Senior Applied Machine Learning Engineer - Catalogue Intelligence
About the role
About the Role
We’re building a more intelligent, scalable product catalogue across multiple markets. Core capabilities like auto-categorisation and brand detection already exist, but they are not yet connected into a system that consistently drives quality, discovery, and growth.
This role owns that system. The Senior Applied ML Engineer - Catalogue Intelligence is responsible for building the machine learning systems that power OnBuy’s catalogue decisioning engine.

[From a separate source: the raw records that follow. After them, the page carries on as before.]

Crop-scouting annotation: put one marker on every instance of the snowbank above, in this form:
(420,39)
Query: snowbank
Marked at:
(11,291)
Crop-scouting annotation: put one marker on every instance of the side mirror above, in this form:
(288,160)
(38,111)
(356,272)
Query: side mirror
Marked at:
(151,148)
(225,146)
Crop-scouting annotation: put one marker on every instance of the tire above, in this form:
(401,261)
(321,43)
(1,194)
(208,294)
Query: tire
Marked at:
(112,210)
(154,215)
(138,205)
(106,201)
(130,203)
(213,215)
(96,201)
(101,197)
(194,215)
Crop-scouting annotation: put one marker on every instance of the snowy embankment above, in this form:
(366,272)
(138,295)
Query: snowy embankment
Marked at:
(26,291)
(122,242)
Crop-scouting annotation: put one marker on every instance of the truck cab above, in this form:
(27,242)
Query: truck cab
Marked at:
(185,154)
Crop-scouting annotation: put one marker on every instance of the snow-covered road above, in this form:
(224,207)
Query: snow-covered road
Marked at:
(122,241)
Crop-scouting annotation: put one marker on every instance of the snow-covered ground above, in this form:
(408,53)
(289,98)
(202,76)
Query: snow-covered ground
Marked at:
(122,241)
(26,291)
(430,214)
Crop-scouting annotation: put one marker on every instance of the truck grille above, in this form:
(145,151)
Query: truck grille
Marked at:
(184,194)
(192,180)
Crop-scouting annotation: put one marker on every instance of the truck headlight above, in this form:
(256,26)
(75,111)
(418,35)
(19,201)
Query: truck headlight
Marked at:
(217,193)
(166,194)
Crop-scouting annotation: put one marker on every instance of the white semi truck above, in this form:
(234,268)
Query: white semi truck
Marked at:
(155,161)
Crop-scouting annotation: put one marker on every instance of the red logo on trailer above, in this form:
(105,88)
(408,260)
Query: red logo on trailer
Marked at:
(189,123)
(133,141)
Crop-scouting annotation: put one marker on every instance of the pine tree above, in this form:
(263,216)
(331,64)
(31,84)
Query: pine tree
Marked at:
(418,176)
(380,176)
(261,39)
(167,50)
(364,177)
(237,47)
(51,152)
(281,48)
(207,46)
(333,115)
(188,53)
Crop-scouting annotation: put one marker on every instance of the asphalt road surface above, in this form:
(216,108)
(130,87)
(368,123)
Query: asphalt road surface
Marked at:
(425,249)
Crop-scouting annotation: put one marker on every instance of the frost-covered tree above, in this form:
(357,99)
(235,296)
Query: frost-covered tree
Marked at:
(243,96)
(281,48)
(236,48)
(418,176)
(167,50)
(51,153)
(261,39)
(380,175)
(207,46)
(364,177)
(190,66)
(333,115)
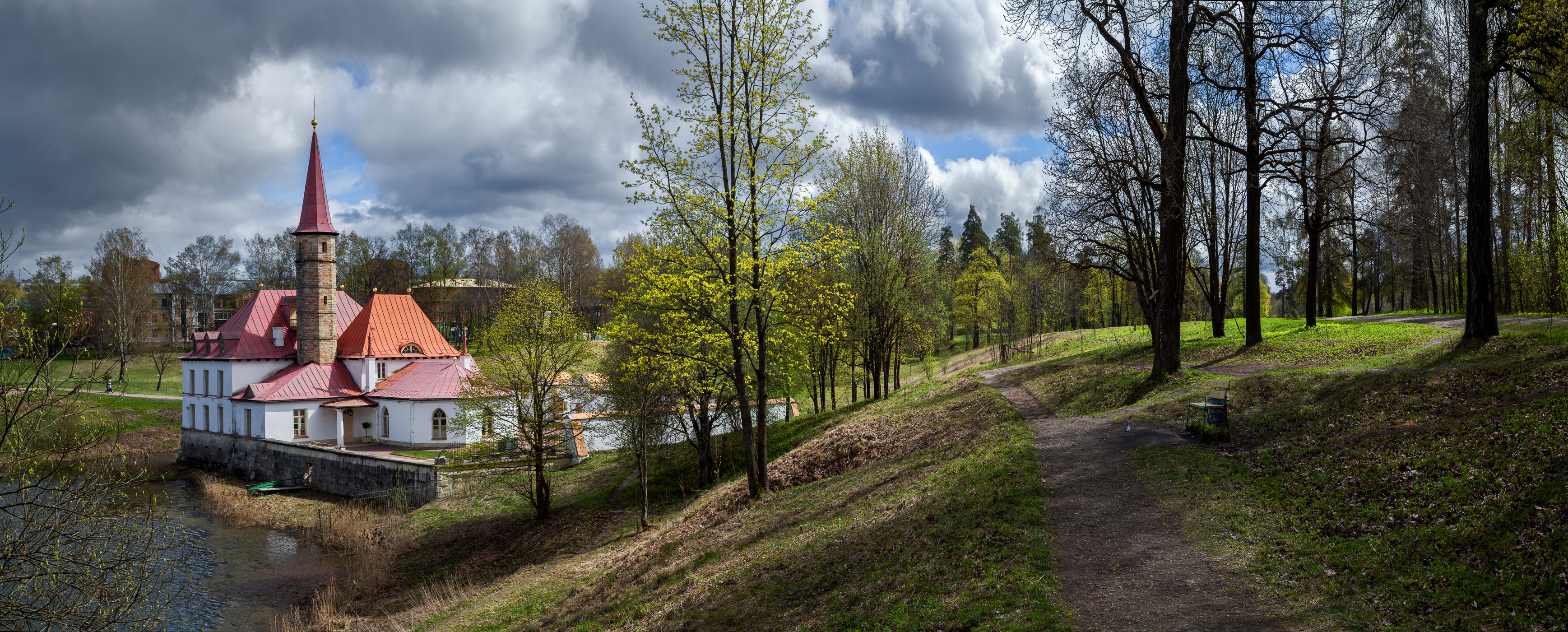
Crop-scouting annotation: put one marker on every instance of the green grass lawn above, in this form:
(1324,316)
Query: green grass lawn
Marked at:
(135,413)
(1407,501)
(140,376)
(940,525)
(1288,343)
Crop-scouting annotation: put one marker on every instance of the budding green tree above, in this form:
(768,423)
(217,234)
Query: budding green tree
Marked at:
(523,390)
(728,175)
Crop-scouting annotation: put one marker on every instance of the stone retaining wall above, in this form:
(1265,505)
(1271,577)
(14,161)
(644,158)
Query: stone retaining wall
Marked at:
(333,471)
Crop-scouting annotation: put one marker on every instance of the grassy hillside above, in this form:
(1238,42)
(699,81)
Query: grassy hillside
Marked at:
(1424,495)
(923,512)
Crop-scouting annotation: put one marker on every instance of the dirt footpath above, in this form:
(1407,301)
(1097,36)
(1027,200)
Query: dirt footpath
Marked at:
(1123,563)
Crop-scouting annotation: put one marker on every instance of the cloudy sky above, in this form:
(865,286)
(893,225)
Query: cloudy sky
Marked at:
(189,118)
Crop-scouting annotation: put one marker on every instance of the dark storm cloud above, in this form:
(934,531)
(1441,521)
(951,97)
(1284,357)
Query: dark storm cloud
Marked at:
(190,118)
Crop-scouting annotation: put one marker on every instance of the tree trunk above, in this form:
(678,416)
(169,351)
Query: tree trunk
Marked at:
(1174,201)
(1252,298)
(1481,313)
(706,474)
(763,404)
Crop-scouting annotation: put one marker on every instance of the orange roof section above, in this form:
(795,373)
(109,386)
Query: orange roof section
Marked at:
(388,325)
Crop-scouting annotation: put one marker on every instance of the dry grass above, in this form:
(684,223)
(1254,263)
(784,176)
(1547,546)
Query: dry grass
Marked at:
(234,504)
(913,513)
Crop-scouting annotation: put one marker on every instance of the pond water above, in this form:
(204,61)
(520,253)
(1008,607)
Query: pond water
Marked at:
(244,579)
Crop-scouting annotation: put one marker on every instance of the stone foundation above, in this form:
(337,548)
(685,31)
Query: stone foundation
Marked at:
(334,471)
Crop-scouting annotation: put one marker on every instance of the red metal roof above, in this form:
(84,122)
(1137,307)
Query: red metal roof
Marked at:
(248,335)
(352,402)
(388,325)
(424,380)
(314,217)
(303,381)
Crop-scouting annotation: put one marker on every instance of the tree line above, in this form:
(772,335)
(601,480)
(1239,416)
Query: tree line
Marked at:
(126,303)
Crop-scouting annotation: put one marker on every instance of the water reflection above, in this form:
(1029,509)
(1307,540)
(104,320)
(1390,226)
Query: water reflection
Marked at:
(244,579)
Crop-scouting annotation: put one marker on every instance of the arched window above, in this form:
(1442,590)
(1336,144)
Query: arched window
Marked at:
(438,426)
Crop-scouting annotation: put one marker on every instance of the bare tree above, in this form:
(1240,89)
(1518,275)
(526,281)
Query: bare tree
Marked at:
(123,291)
(204,270)
(882,195)
(77,551)
(571,258)
(269,261)
(1136,35)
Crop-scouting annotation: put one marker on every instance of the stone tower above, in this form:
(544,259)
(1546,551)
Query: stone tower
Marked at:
(316,269)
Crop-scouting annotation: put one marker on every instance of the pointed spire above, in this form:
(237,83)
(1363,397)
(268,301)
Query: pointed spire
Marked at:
(314,217)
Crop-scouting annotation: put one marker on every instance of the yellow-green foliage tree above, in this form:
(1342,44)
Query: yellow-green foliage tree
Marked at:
(880,194)
(667,321)
(728,175)
(978,295)
(523,386)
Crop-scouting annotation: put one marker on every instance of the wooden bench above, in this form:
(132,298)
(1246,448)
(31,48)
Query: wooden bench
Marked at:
(1214,408)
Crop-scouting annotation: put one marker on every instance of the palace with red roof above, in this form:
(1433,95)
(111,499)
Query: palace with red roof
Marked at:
(314,366)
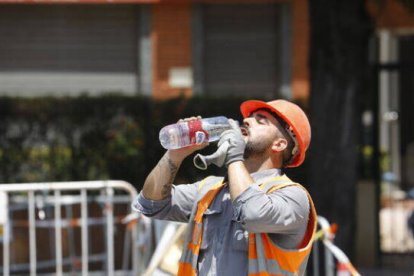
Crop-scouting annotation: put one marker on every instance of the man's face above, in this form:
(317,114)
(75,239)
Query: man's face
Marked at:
(260,130)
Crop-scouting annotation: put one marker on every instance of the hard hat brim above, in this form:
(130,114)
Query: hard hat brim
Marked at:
(248,107)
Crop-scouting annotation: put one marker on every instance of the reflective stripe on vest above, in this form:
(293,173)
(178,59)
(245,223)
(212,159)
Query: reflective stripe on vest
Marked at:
(208,189)
(266,258)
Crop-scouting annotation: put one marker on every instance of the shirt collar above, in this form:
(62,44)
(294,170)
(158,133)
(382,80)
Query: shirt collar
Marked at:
(258,176)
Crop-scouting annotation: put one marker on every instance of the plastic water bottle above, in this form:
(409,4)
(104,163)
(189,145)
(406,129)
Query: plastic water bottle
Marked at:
(183,134)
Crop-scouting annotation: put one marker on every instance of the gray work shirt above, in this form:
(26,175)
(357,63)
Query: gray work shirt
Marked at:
(283,213)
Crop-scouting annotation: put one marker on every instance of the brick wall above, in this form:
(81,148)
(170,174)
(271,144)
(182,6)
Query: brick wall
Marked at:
(171,38)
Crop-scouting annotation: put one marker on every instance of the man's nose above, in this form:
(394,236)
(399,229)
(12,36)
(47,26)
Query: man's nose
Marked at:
(246,121)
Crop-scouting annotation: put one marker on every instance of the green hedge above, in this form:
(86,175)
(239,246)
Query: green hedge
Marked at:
(90,138)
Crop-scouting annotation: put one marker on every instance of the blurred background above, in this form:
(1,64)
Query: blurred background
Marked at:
(86,85)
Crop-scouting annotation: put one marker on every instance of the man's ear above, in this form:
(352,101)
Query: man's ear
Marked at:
(279,145)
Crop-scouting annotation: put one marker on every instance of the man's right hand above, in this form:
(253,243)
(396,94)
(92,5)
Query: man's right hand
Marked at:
(178,155)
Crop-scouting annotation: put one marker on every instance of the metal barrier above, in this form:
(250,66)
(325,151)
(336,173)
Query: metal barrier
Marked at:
(325,235)
(12,193)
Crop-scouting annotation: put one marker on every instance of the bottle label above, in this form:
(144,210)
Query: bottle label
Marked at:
(195,132)
(200,137)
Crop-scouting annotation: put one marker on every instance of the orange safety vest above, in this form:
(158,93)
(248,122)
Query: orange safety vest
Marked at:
(265,257)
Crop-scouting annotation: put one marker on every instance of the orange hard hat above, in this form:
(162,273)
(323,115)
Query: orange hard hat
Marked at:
(295,118)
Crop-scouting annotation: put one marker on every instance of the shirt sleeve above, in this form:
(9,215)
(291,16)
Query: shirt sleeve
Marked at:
(283,211)
(176,207)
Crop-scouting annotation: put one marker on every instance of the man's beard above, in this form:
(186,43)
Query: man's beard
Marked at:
(255,149)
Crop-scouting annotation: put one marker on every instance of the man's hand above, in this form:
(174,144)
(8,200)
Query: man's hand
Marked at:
(236,142)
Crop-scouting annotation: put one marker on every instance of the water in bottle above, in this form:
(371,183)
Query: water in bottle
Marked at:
(183,134)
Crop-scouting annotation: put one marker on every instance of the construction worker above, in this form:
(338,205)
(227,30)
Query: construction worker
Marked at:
(254,221)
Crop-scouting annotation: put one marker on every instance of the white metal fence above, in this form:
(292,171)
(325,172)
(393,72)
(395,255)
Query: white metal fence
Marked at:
(34,198)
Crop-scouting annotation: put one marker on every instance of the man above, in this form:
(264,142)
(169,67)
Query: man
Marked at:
(255,221)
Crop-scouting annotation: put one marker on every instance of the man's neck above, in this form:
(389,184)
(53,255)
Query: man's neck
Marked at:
(257,164)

Working in partnership with the Head of Seller Solutions, who defines catalogue rules and commercial logic, you will design and deploy production-grade systems that automatically improve:
- Product categorisation
- Product data quality and completeness
- Pricing competitiveness insights
- Catalogue coverage and selection
- Product discoverability
This is a hands-on, production-focused role where outputs directly modify the live catalogue and materially impact GMV, conversion performance, search, and discovery.
Core Mission
Turn catalogue rules and commercial logic into automated, data-driven systems that continuously improve discovery, data quality, pricing competitiveness, and revenue outcomes.
What You’ll Be Responsible For
You’ll take ownership of how product data is structured, validated, and used across the platform. This includes:
- Improving how we classify and understand products at scale
- Raising the overall quality of catalogue data and defining what “good” looks like
- Ensuring product data supports effective search, filtering, and discovery
- Identifying gaps in our catalogue and surfacing opportunities for growth
- Improving how our catalogue performs across external channels
You’ll build and evolve the systems and decision logic that enable this, and iterate based on real-world performance and data. You’ll work across:
- Structured data (catalogue attributes, GTINs, taxonomy)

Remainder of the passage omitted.